By Mitch Christian, IT Security Director – CISSP, CISM
As the world becomes more and more virtual, the importance of data privacy and protection grow exponentially.
Synergy—a global organization with hundreds of trillions upon trillions of bits of data passing through its servers daily—works hard to adapt and ensure data is secure and protected. But, as with anything we do, it isn’t just about the measures we take.
It is about a security philosophy and culture hasten by a client base comprised of the world’s leading technology companies. It is about the purity of innovation. And, of course, it’s about partnership and trust.
It is there—at the crossroads of action, protocol, philosophy, and culture—one can begin to grasp the vision behind Synergy’s evolving data privacy and protection policies and procedures.
At Synergy, Cyber Security is governed by a holistic approach. First and foremost, we must consider the multiple components and programs used to operate the business. Those components and programs are then set in context to the overall security landscape and, most importantly, how we envision that landscape maturing in conjunction with our technology roadmap. Next, we consider and analyze potential risks and threats across our components and programs to ensure resources are allocated properly.
Overall, we are constantly assessing our security environment for new and on-going threats to facilitate a cohesive, agile security program.
We believe a successful data security program must start with culture. Synergy runs monthly phishing tests to build awareness, educate, and develop an understanding of the risks inherent in email. Moreover, we run multiple awareness campaigns throughout the year highlighting specific threats and tactics bad actors may use to gain access to our systems.
These efforts work to engage and familiarize the staff with social engineering techniques used to trick people into giving up information. We believe that by making terms such as phishing, malware, and data security part of the corporate lexicon, we have a foundation to support data responsibility and accountability across the entire workforce. In the end, Security is everyone’s responsibility. Peer-to-peer trust and responsible data security habits are our ultimate objectives.
Fundamentally, the structure of Synergy’s data security program is a security framework. That framework not only supports our general Security Program, it also provides the necessary guidance required to evolve and execute security fundamentals such as Identity Management, Access Control, and best practices for Incident Response.
The framework is also used to track the security program’s maturity and offers a quasi-scoring matrix to rate the program’s controls (i.e., metrics, KPIs, and the computing practices controls used to ensure unauthorized parties do not access data.)
Strong encryption is used in multiple forms to help protect data. Whether our data is stored or in transit, data security best practices for encryption are deployed for data protection and compliance.

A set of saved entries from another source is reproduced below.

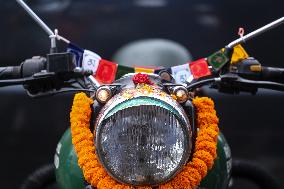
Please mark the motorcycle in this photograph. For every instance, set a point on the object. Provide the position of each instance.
(143, 127)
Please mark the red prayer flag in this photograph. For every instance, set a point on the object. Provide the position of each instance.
(106, 72)
(199, 68)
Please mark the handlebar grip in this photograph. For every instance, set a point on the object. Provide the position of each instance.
(10, 72)
(272, 74)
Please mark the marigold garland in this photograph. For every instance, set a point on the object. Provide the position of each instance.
(191, 175)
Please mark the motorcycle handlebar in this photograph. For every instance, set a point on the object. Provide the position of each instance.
(272, 74)
(26, 69)
(10, 72)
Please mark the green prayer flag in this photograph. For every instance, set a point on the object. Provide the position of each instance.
(122, 70)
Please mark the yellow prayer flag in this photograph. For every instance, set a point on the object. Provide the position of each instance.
(238, 54)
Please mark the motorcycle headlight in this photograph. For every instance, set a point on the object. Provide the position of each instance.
(143, 140)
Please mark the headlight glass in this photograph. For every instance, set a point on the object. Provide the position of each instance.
(143, 145)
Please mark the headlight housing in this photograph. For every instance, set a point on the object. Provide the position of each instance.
(143, 140)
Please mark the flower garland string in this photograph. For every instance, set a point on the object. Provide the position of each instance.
(190, 176)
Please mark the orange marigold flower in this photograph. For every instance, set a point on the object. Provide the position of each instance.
(199, 165)
(207, 146)
(106, 183)
(189, 178)
(204, 156)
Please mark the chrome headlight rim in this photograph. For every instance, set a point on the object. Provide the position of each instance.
(182, 119)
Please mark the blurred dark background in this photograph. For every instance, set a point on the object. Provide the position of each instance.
(31, 128)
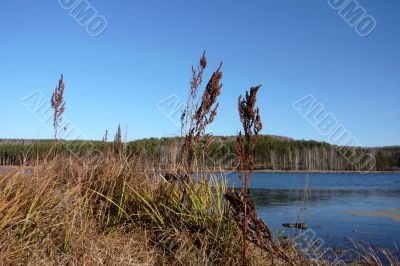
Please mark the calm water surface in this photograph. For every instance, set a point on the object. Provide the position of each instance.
(363, 207)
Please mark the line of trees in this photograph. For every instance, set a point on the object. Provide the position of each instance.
(273, 153)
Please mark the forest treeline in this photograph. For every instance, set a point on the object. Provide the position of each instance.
(271, 153)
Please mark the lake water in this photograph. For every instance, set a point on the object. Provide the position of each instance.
(363, 207)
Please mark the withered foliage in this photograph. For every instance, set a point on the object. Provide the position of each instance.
(118, 145)
(199, 112)
(242, 208)
(252, 125)
(58, 105)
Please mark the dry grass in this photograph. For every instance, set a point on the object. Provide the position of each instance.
(103, 210)
(107, 210)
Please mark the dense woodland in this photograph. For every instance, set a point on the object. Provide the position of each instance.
(271, 153)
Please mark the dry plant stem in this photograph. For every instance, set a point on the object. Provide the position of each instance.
(251, 122)
(58, 105)
(199, 112)
(118, 145)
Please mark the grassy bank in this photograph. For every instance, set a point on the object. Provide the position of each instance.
(106, 210)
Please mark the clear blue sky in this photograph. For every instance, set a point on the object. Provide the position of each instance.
(294, 48)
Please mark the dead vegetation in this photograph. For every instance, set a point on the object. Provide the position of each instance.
(110, 208)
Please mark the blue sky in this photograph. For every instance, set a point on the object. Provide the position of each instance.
(294, 48)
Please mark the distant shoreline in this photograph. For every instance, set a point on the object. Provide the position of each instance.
(302, 171)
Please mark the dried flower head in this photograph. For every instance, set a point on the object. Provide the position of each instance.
(58, 104)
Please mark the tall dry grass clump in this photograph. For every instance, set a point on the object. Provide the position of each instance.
(108, 209)
(58, 105)
(199, 112)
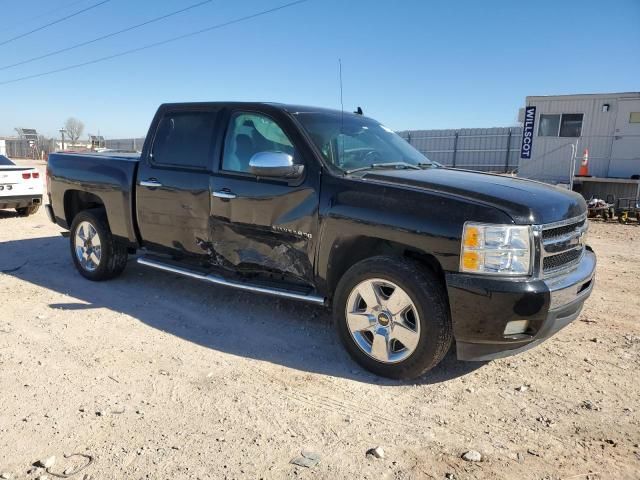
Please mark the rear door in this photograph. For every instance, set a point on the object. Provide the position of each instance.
(259, 225)
(173, 187)
(625, 151)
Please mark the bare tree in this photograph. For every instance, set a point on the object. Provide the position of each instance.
(74, 128)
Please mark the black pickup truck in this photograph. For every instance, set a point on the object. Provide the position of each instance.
(335, 209)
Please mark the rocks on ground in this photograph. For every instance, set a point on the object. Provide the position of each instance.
(472, 456)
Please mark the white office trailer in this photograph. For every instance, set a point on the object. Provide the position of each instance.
(558, 129)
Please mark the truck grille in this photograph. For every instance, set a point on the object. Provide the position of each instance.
(563, 244)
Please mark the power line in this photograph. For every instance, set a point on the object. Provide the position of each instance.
(54, 22)
(103, 37)
(48, 12)
(156, 44)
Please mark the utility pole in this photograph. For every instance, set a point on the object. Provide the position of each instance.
(62, 132)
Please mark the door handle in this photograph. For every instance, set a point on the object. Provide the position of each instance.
(224, 194)
(150, 182)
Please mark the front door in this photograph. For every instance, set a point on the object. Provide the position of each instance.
(625, 151)
(173, 196)
(262, 226)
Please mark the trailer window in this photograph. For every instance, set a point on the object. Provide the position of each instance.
(571, 125)
(549, 125)
(560, 125)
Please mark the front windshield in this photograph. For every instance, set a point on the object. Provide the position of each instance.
(353, 142)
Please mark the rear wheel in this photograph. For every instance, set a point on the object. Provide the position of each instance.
(392, 316)
(96, 254)
(26, 211)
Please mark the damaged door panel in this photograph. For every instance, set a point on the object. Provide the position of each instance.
(266, 228)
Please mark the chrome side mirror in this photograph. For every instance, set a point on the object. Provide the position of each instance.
(274, 164)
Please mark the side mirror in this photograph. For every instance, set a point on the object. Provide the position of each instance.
(274, 164)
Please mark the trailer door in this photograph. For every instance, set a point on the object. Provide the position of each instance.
(625, 150)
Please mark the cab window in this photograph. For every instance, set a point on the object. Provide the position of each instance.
(184, 139)
(251, 133)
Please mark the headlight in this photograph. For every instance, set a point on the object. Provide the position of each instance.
(496, 249)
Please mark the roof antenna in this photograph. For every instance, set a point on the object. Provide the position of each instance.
(341, 113)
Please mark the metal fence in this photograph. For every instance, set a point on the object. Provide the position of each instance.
(482, 149)
(18, 148)
(131, 144)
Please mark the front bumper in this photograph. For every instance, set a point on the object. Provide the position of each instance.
(481, 307)
(20, 201)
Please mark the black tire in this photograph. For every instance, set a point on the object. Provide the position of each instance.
(427, 294)
(26, 211)
(114, 254)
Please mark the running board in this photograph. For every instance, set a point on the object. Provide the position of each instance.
(217, 280)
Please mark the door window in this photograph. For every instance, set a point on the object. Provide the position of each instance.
(184, 139)
(251, 133)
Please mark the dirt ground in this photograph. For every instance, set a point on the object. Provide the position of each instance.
(156, 377)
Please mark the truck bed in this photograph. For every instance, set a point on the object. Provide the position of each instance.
(108, 176)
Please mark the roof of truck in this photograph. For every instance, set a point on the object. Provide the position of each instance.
(290, 108)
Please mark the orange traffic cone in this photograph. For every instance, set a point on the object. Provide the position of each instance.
(584, 166)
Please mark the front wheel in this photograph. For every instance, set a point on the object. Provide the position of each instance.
(96, 254)
(392, 316)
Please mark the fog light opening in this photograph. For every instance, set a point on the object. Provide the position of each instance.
(515, 327)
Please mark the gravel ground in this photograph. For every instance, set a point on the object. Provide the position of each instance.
(155, 376)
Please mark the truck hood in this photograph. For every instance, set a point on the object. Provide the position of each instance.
(525, 201)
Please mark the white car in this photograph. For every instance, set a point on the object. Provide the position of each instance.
(20, 187)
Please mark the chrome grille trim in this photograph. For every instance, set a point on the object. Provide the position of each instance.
(562, 223)
(558, 249)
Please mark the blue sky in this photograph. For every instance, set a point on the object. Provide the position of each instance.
(410, 64)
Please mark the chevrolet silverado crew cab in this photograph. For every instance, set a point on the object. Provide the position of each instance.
(335, 209)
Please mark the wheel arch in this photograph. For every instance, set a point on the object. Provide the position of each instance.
(75, 201)
(348, 251)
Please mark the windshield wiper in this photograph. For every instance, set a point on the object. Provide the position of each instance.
(397, 165)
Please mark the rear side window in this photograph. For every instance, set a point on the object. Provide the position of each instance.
(184, 139)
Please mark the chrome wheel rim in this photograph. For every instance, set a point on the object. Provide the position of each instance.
(383, 320)
(87, 246)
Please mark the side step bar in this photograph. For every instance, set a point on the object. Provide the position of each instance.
(217, 280)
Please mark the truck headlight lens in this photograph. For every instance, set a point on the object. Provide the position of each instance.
(496, 249)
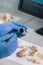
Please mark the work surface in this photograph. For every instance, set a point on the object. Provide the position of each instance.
(13, 59)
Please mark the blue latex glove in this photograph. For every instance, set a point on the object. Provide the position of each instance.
(8, 37)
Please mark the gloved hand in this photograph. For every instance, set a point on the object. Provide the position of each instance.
(8, 37)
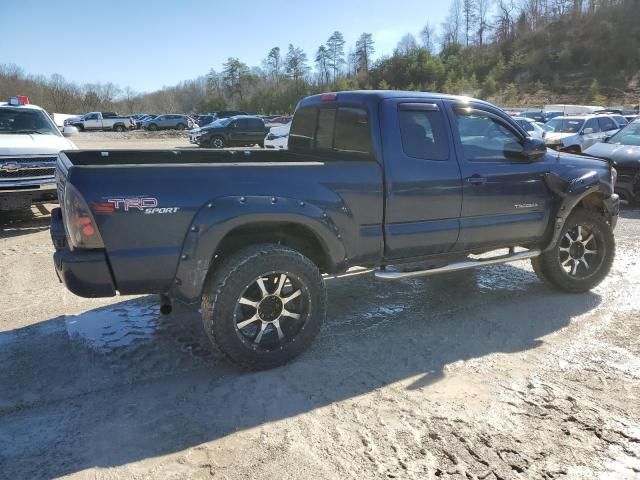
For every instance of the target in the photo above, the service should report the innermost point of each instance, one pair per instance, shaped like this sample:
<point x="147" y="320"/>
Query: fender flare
<point x="219" y="217"/>
<point x="570" y="193"/>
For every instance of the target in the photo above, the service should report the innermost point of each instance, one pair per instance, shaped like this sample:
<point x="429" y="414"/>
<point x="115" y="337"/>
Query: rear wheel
<point x="264" y="305"/>
<point x="582" y="257"/>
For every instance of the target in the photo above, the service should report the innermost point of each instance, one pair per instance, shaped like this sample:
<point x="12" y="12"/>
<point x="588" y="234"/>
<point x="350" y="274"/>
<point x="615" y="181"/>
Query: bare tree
<point x="452" y="26"/>
<point x="482" y="9"/>
<point x="469" y="19"/>
<point x="364" y="51"/>
<point x="407" y="44"/>
<point x="428" y="37"/>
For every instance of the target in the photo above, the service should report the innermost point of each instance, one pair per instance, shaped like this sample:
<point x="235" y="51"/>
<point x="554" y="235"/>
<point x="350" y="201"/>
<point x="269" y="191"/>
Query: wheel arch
<point x="586" y="191"/>
<point x="225" y="225"/>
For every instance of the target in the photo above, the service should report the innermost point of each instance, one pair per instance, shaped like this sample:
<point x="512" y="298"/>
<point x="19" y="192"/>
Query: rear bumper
<point x="612" y="205"/>
<point x="22" y="194"/>
<point x="85" y="273"/>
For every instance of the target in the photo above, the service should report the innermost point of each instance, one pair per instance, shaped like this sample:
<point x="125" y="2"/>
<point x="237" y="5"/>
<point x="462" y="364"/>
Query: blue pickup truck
<point x="408" y="184"/>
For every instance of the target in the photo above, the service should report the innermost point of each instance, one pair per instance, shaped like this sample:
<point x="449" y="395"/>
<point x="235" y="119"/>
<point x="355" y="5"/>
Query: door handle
<point x="476" y="180"/>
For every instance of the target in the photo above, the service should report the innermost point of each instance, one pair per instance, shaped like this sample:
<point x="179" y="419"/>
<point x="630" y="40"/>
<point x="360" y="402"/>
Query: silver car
<point x="574" y="134"/>
<point x="169" y="121"/>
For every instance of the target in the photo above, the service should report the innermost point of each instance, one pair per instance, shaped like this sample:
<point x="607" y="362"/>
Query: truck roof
<point x="29" y="106"/>
<point x="375" y="96"/>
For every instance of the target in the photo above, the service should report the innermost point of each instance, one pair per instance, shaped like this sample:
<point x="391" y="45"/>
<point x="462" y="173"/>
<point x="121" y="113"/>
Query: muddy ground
<point x="482" y="374"/>
<point x="135" y="139"/>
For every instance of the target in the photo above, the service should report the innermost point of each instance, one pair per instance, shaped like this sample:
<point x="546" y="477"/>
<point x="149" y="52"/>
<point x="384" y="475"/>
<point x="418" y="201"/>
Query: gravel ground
<point x="136" y="139"/>
<point x="483" y="374"/>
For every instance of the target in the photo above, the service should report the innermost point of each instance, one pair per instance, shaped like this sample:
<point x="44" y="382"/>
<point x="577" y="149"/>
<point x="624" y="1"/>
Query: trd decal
<point x="148" y="205"/>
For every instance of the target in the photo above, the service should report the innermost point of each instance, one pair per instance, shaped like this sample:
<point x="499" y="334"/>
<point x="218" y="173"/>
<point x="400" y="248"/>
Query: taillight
<point x="82" y="231"/>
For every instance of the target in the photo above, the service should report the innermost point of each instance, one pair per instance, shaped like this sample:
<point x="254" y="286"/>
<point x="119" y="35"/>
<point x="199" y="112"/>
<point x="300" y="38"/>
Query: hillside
<point x="530" y="53"/>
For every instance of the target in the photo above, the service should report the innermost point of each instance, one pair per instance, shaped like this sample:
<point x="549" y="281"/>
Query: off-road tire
<point x="549" y="268"/>
<point x="229" y="282"/>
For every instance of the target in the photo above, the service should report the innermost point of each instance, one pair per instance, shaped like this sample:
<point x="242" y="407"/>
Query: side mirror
<point x="69" y="131"/>
<point x="533" y="148"/>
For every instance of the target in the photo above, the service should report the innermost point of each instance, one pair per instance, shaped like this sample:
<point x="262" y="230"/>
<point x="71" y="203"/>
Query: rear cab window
<point x="342" y="131"/>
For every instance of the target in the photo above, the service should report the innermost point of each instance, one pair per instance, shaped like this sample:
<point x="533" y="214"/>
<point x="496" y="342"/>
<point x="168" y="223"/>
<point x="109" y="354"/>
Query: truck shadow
<point x="120" y="384"/>
<point x="21" y="222"/>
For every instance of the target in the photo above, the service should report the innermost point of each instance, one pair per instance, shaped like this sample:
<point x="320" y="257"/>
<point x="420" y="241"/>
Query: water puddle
<point x="114" y="327"/>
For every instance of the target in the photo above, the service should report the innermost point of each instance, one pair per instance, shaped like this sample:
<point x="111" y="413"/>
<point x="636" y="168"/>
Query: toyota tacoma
<point x="407" y="184"/>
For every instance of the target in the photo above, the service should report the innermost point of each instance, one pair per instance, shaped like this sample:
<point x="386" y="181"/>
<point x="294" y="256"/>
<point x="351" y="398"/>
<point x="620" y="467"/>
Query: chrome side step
<point x="454" y="267"/>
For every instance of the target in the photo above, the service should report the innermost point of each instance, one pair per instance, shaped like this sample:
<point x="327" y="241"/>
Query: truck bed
<point x="144" y="247"/>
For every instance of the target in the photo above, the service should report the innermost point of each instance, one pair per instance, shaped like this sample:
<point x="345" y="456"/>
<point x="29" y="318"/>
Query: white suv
<point x="574" y="134"/>
<point x="29" y="145"/>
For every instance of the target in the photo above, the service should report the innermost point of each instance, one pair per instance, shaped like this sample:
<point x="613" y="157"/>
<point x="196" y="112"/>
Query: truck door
<point x="424" y="191"/>
<point x="238" y="131"/>
<point x="92" y="122"/>
<point x="504" y="199"/>
<point x="256" y="131"/>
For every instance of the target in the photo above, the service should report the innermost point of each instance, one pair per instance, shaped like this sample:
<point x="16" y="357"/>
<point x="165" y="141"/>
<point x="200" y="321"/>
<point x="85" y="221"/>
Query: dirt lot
<point x="136" y="139"/>
<point x="482" y="374"/>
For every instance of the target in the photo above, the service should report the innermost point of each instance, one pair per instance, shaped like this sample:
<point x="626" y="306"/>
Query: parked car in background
<point x="278" y="137"/>
<point x="280" y="120"/>
<point x="203" y="120"/>
<point x="97" y="121"/>
<point x="623" y="149"/>
<point x="530" y="126"/>
<point x="238" y="131"/>
<point x="170" y="121"/>
<point x="574" y="134"/>
<point x="29" y="145"/>
<point x="552" y="114"/>
<point x="536" y="115"/>
<point x="228" y="113"/>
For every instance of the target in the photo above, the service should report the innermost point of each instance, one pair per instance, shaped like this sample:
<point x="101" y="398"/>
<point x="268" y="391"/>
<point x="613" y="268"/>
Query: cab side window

Synergy follows multiple compliance standards such as SOC2, GDPR, CCPA, and PCI-DSS. Compliance goes hand and hand with the security framework noted earlier. These compliance standards ensure proper protection is put in place to protect data, privacy, and personal information.
To some, bits of data are like the tiny atoms coursing throughout our bodies. From that lens, it is easy to see how Cyber Security is a living, breathing entity. It is never stagnant, always changing, and requires constant assessment to protect the organization and our client’s data.
Different methods of compromise and attack are consistently being thought up and executed by bad actors. These Bad Actors are smart, cunning, and well-incentivized. But by taking a structured approach to data security—one rooted in philosophy, culture, and the power of the collective—Synergy protects our user’s privacy and data doing its part to be the responsible partner our clients and guests deserve.